The Duchy of Kuyavia (Note: Księstwo kujawskie; Latin: Ducatus Cuiaviensis) was a district principality in Central Europe, created in the course of the 13th century in the region of modern-day Kuyavia after the inheritance of the Kingdom of Poland in 1138 into partial duchies through the will and testament of Duke Bolesław III Wrymouth.

==History==
Located between the regions of Greater Poland and Mazovia, Kuyavia was the tribal area of the Goplans (Latin Glopeani, which roughly means "residents of Lake Gopło") with the political center in Kruszwica. Kuyavia was connected to Greater Poland from the 10th century, and to the Duchy of Masovia from 1138. In 1231, the duchies of Sieradz and Łęczyca, had been formed from a part of the state. In 1233 it became an independent duchy under Duke Casimir I, which, due to further divisions of inheritance (1267 and 1314), fragmented into the sub-duchies of Brześć, Inowrocław and Gniewkowo. After the unification of part of the Polish duchies to form the Kingdom of Poland under King Władysław I Łokietek, it lost its sovereignty after 1306 and became its vassal. In the Polish–Teutonic War, the sparsely populated area of the duchy came under the Teutonic Order in 1332. The Teutonic Order returned the duchy to the Polish crown in the Peace Treaty of Kalisz (1343).

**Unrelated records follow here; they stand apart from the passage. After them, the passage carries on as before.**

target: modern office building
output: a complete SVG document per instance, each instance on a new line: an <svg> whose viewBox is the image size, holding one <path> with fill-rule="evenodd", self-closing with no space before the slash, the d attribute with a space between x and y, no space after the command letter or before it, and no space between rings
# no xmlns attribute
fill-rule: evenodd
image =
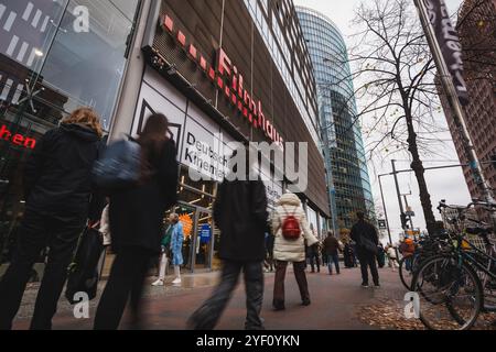
<svg viewBox="0 0 496 352"><path fill-rule="evenodd" d="M457 30L462 43L464 78L470 102L464 107L465 123L481 162L496 154L496 0L465 0L459 12ZM467 164L463 142L448 100L440 90L453 142L462 164ZM496 168L482 164L489 187L496 189ZM482 198L468 167L463 168L473 198Z"/></svg>
<svg viewBox="0 0 496 352"><path fill-rule="evenodd" d="M323 153L336 227L349 229L357 210L374 218L374 198L346 44L337 26L312 9L296 7L317 86Z"/></svg>
<svg viewBox="0 0 496 352"><path fill-rule="evenodd" d="M73 25L76 1L0 0L4 262L23 215L19 180L25 157L78 106L100 113L110 140L139 134L152 112L170 119L181 164L180 202L171 210L184 224L186 270L218 264L222 233L212 207L227 172L228 142L306 142L308 169L301 172L309 184L299 196L315 231L325 232L330 205L315 80L291 1L77 4L89 10L88 33ZM276 166L259 169L270 208L291 185L277 177Z"/></svg>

The duchy was confiscated as a settled fiefdom by the Polish crown towards the end of the 14th century and was given direct administrative control in the kingdom in the course of the 15th century in the form of two incorporated voivodships (with seats in Brześć Kujawski and Inowrocław with a joint local state parliament (Sejmik) in Radziejów). The area belonged to Poland until the Partitions (1772, 1793, 1795).

In the following centuries, the memory of the duchy was only preserved in the names of the voivodeships and in the titulary of the Polish rulers. King Władysław II Jagiełło claimed the following territories in his title:

Wladislaus dei gracia Rex Polonie, nec non terrarum Cracovie, Sandomirie, Siradie, Lancicie, Cuyauie, Lituanie princeps supremus, Pomeranie, Russieque dominus et heres, etc.

== List of rulers ==
- Casimir I of Kuyavia (ca. 1211–1267), Duke of Kuyavia, Sieradz and Łęczyca;
- Ziemomysł of Kuyavia (ca. 1246–1287), Duke of Kuyavia in Inowrocław;
- Władysław I Łokietek (ca. 1260–1333), Duke of Kuyavia in Brześć, King of Poland from 1320 to 1333;
- Kazimierz III of Gniewkowo (ca. 1280–1347), Duke of Kuyavia in Gniewkowo;
- Władysław the White (ca. 1327–1388), Duke of Kuyavia in Gniewkowo;
- Vladislaus II of Opole (ca. 1326–1401), Duke of Kuyavia and Opole;

== Citations ==
=== Bibliography ===
- Dariusz Karczewski, Książę Kazimierz Konradowiec i Kujawy jego czasów.
- Błażej Śliwiński, Leszek, książe inowrocławski.
- Józef Śliwiński, Władysław Biały.
- S. Zajączkowski, Studia nad terytorialnym formowaniem ziemi łęczyckiej i sieradzkiej, Łódź, 1951.